No son pocos, la mayoría, diría, quienes entraron a los dominios de la política sin más equipaje que un escuálido salario. Y cuando giraron para volver, una vez concluidos sus mandatos, sus pertenencias ya se atascaban, por abultadas, en la puerta de salida. Y quedan alucinados por el deseo de volver. Sin importar cómo. Algunos lo consiguen. Como su crecimiento patrimonial no pasa desapercibido, contratarán abogados que intentarán demostrar la inocencia de sus clientes, aunque son conscientes de que son culpables; contadores que tratarán de cuadrar haberes y deberes; auditores que acomodarán cuentas y jueces venales que encontrarán todo en orden. Todos estos profesionales, luego, se pondrán a clamar por más trasparencia, menos corrupción y mejor justicia. No hay otra forma de expresarlo. Las cosas como son y no como quieren vendernos, creyéndonos imbéciles o infradotados. Cada discurso de estos farsantes es una patada al hígado.
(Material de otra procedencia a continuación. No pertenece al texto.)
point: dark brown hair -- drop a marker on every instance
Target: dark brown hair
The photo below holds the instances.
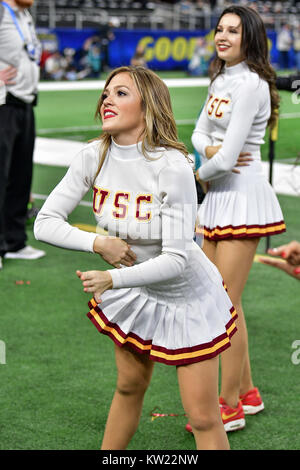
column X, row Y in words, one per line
column 254, row 48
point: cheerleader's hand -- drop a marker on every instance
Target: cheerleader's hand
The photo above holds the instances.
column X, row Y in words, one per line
column 204, row 184
column 244, row 157
column 96, row 282
column 114, row 251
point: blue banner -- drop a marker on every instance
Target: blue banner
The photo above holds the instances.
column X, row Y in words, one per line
column 163, row 49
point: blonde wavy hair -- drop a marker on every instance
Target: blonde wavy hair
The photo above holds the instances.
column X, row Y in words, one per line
column 160, row 127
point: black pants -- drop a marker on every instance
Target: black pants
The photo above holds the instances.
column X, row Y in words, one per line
column 17, row 136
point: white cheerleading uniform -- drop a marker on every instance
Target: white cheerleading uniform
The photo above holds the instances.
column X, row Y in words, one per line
column 172, row 303
column 235, row 116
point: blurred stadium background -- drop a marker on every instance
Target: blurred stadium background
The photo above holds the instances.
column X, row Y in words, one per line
column 57, row 375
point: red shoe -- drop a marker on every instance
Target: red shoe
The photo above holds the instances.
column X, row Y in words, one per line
column 233, row 418
column 252, row 402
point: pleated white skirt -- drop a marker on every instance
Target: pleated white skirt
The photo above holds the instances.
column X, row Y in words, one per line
column 186, row 320
column 241, row 206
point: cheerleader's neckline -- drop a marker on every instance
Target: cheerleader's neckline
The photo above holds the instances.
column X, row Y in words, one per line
column 236, row 69
column 131, row 152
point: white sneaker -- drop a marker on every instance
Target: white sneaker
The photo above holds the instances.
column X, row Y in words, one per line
column 25, row 253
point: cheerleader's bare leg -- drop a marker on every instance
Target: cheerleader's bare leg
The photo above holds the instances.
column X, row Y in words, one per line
column 198, row 384
column 234, row 258
column 134, row 375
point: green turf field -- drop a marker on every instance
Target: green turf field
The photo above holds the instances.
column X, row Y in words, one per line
column 57, row 372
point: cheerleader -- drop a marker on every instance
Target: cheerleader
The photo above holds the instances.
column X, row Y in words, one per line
column 240, row 206
column 166, row 302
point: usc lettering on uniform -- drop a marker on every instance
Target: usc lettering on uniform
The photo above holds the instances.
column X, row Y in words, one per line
column 121, row 211
column 121, row 203
column 144, row 198
column 215, row 106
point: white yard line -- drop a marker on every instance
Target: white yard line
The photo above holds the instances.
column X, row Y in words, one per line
column 99, row 84
column 59, row 152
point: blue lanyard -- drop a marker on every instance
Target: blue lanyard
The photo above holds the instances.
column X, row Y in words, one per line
column 29, row 48
column 13, row 15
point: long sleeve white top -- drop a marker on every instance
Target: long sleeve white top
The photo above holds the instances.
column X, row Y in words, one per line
column 150, row 203
column 235, row 116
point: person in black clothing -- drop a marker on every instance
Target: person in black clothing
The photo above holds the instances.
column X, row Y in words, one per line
column 19, row 67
El estadista, solía repetir el doctor Luis María Argaña, se pone al servicio de la nación y no la nación a su servicio. Como serpiente de tres cabezas en el inframundo gubernamental son las figuras políticas del oficialismo que conjugan su gestión en tres tiempos. Uno ya fue presidente de la República: Nicanor Duarte Frutos, quien nunca procuró actuar como estadista. Prefirió ser un voraz y autoritario fanfarrón. El presente es una réplica de ese pasado. Mario Abdo Benítez ha fotocopiado hasta sus descontroles emocionales y su parloteo ramplón y vulgar. Y el futuro soñado por ellos se llama Arnoldo Wiens, un hombre sin carácter ni convicciones, condenado a ser muñeco de ambos. El ya citado doctor Mallorquín los definiría como una “turba de aventureros y vividores, los más funestos para el gobierno libre y la soberanía popular. Constituyen la mayor rémora que puede imaginarse para la cultura y el ideal de justicia que persigue la democracia y, por tanto, no son los que deben ser encumbrados con nuestros votos, si no queremos entorpecer el curso natural del progreso de las sociedades políticas”. Como en aquella conocida muletilla de los parlamentarios, a veces, otros ya escribieron lo que queríamos decir. Buen provecho.